Note that "it must be some kind of a companion object" is not true. The only thing you can see from that piece of code is that Seq is an object. You cannot know from that piece of code whether it is a companion object. For that, you would have to look at the source code. In this particular case, it turns out that it is, in fact, a companion object, but you cannot conclude that from the code you showed.

Is it some kind of a class that extends Seq?

No. It cannot possibly be a class, since you can only call methods on objects, and classes are not objects in Scala. (This is not like Ruby or Smalltalk, where classes are also objects and instances of the Class class.) It must be an object.

And most importantly what is the type of the returned value?

The easiest way to find that out is to simply look at the documentation for Seq.apply:

def apply[A](elems: A*): Seq[A]

Creates a collection with the specified elements.

• A: the type of the collection's elements
• elems: the elements of the created collection
• returns a new collection with elements elems

So, as you can see, the return type of Seq.apply is Seq, or more precisely, Seq[A], where A is a type variable denoting the type of the elements of the collection.

Is it Seq and if yes, why is not explicitly the extension class instead?

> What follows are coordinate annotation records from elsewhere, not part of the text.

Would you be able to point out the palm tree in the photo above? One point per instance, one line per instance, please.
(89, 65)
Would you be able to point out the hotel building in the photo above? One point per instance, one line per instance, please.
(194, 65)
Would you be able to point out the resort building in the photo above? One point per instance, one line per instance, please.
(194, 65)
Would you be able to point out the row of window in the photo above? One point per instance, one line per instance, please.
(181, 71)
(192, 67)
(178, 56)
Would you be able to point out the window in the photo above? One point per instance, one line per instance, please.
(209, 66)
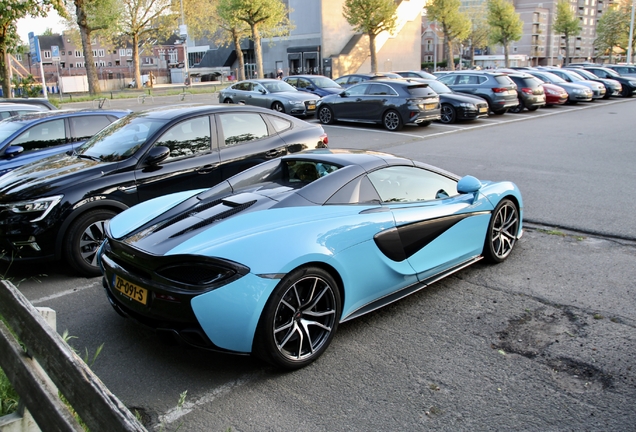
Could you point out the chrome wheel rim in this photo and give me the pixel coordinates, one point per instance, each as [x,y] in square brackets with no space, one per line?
[91,240]
[391,120]
[504,230]
[325,115]
[447,114]
[305,317]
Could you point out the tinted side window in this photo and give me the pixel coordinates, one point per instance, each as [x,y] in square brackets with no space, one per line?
[42,135]
[280,124]
[85,127]
[242,127]
[190,137]
[410,184]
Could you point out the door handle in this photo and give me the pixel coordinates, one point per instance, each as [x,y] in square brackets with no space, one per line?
[206,169]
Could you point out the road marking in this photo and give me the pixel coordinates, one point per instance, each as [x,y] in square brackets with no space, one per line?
[65,293]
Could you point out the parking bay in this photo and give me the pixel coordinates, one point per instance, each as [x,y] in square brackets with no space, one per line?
[541,341]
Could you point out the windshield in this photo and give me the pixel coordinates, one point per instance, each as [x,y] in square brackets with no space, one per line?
[586,74]
[278,86]
[8,128]
[575,76]
[325,83]
[438,87]
[121,139]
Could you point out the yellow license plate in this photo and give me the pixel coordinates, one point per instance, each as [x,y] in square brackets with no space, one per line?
[131,290]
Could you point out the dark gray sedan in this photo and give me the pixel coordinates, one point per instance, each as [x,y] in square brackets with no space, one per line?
[270,93]
[392,103]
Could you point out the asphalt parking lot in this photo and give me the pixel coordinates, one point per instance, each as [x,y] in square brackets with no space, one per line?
[543,341]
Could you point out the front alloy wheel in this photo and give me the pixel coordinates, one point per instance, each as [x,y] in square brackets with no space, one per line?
[502,232]
[392,120]
[300,319]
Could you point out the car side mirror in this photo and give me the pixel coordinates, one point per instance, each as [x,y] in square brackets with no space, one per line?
[13,151]
[468,184]
[156,155]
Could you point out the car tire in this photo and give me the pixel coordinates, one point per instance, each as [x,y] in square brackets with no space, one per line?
[325,115]
[83,239]
[502,231]
[392,120]
[299,320]
[448,114]
[277,106]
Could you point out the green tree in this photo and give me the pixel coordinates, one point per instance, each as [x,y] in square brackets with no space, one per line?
[505,24]
[266,18]
[142,20]
[233,30]
[479,35]
[566,23]
[371,17]
[455,25]
[10,12]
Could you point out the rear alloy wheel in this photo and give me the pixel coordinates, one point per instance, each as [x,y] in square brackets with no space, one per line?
[392,121]
[299,319]
[448,114]
[277,106]
[325,115]
[84,237]
[502,232]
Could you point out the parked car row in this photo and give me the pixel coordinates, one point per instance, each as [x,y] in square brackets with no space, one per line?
[56,208]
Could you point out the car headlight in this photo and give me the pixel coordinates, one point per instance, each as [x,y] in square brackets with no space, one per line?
[40,205]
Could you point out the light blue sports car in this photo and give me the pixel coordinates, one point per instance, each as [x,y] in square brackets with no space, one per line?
[270,261]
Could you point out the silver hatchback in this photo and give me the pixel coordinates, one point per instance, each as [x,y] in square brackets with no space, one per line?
[497,88]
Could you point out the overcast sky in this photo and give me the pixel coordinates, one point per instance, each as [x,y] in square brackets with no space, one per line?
[39,25]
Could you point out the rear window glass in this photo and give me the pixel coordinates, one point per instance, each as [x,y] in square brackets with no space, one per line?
[504,80]
[420,90]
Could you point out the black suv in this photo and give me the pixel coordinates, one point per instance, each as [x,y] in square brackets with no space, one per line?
[57,207]
[497,88]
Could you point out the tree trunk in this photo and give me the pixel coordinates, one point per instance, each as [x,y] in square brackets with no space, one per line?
[239,55]
[5,68]
[256,37]
[89,62]
[450,60]
[506,55]
[374,55]
[137,70]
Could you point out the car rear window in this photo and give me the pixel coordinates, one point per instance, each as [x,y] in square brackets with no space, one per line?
[419,90]
[504,80]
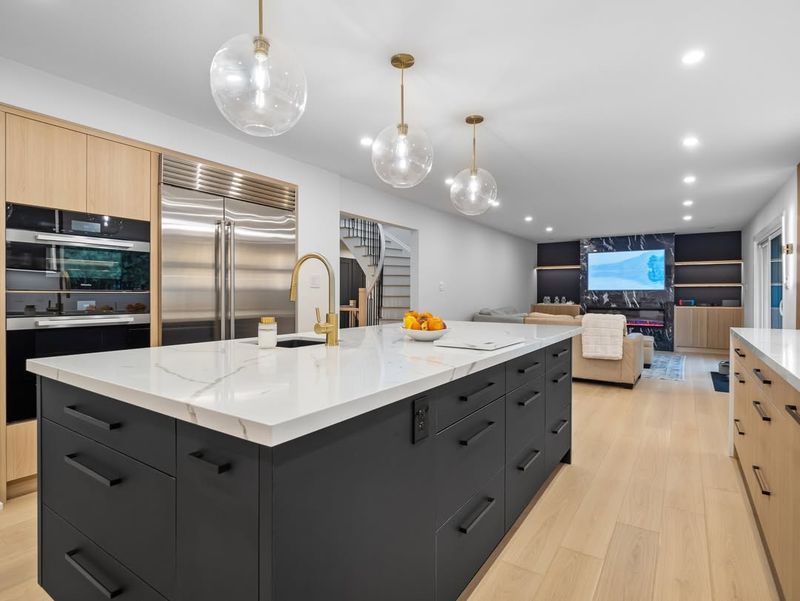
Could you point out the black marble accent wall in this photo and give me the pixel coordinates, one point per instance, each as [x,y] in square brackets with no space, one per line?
[652,306]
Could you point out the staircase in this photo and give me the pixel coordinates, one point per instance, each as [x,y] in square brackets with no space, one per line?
[396,280]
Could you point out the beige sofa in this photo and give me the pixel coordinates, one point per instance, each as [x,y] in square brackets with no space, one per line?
[626,371]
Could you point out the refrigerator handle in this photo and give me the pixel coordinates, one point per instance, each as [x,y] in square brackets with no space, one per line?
[219,260]
[230,234]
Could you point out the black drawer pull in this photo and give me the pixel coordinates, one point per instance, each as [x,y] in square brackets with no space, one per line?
[792,410]
[73,412]
[527,402]
[478,517]
[468,441]
[528,369]
[470,397]
[761,484]
[216,468]
[757,373]
[761,413]
[529,461]
[108,593]
[71,461]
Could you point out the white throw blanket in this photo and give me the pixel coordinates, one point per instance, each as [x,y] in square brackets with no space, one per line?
[603,336]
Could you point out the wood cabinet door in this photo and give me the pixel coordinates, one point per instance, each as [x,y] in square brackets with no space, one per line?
[118,181]
[45,164]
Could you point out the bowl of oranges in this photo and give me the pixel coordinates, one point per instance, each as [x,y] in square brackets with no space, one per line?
[424,327]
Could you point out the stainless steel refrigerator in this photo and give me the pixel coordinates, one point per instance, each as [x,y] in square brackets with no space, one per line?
[225,262]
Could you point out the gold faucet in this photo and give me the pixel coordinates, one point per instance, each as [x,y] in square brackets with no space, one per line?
[330,327]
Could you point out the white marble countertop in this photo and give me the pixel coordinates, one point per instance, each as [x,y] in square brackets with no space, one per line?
[780,349]
[274,396]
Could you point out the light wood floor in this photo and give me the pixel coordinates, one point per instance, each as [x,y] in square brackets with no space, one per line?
[652,508]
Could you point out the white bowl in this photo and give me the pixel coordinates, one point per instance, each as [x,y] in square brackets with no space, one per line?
[424,335]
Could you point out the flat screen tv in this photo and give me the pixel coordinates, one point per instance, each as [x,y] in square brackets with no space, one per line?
[626,270]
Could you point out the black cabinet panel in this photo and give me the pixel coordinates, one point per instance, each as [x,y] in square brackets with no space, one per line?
[467,454]
[121,504]
[524,369]
[75,569]
[218,513]
[461,397]
[467,539]
[141,434]
[353,512]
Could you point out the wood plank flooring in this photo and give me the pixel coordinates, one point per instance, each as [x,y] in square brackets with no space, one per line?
[652,508]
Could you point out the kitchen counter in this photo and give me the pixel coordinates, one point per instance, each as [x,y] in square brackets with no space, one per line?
[273,396]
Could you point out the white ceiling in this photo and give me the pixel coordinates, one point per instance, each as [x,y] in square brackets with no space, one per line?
[586,103]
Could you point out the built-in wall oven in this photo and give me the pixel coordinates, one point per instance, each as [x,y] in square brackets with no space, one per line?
[75,283]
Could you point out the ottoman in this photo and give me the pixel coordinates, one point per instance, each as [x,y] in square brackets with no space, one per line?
[648,350]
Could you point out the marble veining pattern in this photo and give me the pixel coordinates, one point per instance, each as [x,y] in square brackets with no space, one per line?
[273,396]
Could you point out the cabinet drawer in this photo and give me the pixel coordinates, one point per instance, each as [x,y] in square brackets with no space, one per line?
[524,369]
[525,473]
[558,384]
[558,354]
[75,569]
[467,539]
[466,456]
[558,438]
[141,434]
[122,505]
[525,409]
[460,398]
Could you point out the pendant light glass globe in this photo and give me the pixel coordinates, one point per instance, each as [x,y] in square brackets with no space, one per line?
[473,193]
[258,85]
[402,160]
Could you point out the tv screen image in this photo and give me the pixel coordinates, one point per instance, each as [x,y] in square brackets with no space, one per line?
[626,270]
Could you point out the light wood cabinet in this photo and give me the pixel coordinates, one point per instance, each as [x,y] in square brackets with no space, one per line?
[118,179]
[706,328]
[45,164]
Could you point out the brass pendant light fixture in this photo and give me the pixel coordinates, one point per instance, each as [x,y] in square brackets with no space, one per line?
[473,190]
[258,84]
[402,155]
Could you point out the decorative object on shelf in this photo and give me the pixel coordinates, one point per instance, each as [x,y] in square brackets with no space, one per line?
[401,155]
[473,190]
[258,84]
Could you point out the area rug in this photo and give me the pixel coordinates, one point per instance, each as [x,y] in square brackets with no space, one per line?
[721,381]
[666,366]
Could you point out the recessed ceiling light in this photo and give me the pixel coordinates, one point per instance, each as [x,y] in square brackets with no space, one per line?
[693,57]
[691,142]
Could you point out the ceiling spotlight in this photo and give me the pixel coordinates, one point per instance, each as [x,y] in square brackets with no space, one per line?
[691,142]
[693,57]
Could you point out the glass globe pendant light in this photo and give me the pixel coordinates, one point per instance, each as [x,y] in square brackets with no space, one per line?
[258,84]
[473,190]
[401,155]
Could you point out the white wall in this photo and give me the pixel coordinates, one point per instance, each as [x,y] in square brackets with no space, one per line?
[781,207]
[479,266]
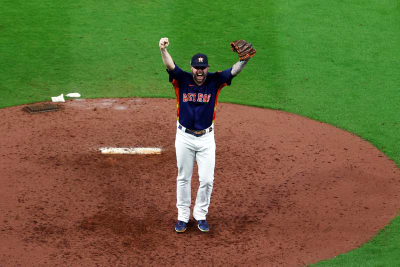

Because there is no extension class.

Also, the standard design pattern in Scala is that the apply method of a companion object returns an instance of the companion class or trait. It would be weird and surprising to break this convention.

Also in REPL I see that the contents of the evaluated expression is actually a List(1,2,3), but the type is apparently Seq[Int].

The static type is Seq[Int]. That is all you need to know. That is all you can know.

Now, Seq is a trait, and traits cannot be instantiated, so the runtime type will be some subclass of Seq. But! You cannot and must not care, what specific runtime type it is.

Why is not an Indexed collection type, like Vector? What is the logic behind all that?

How do you know it is not going to return a Vector the next time you call it? It wouldn't matter one bit, since the static type is Seq and thus you are only allowed to call Seq methods on it, and you are only allowed to rely on the contract of Seq, i.e. Seq's post-conditions, invariants, etc. anyway. Even if you knew it was a Vector that is returned, you wouldn't be able to do anything with this knowledge.

Thus, Seq.apply returns the simplest thing it can possibly return, and that is a List.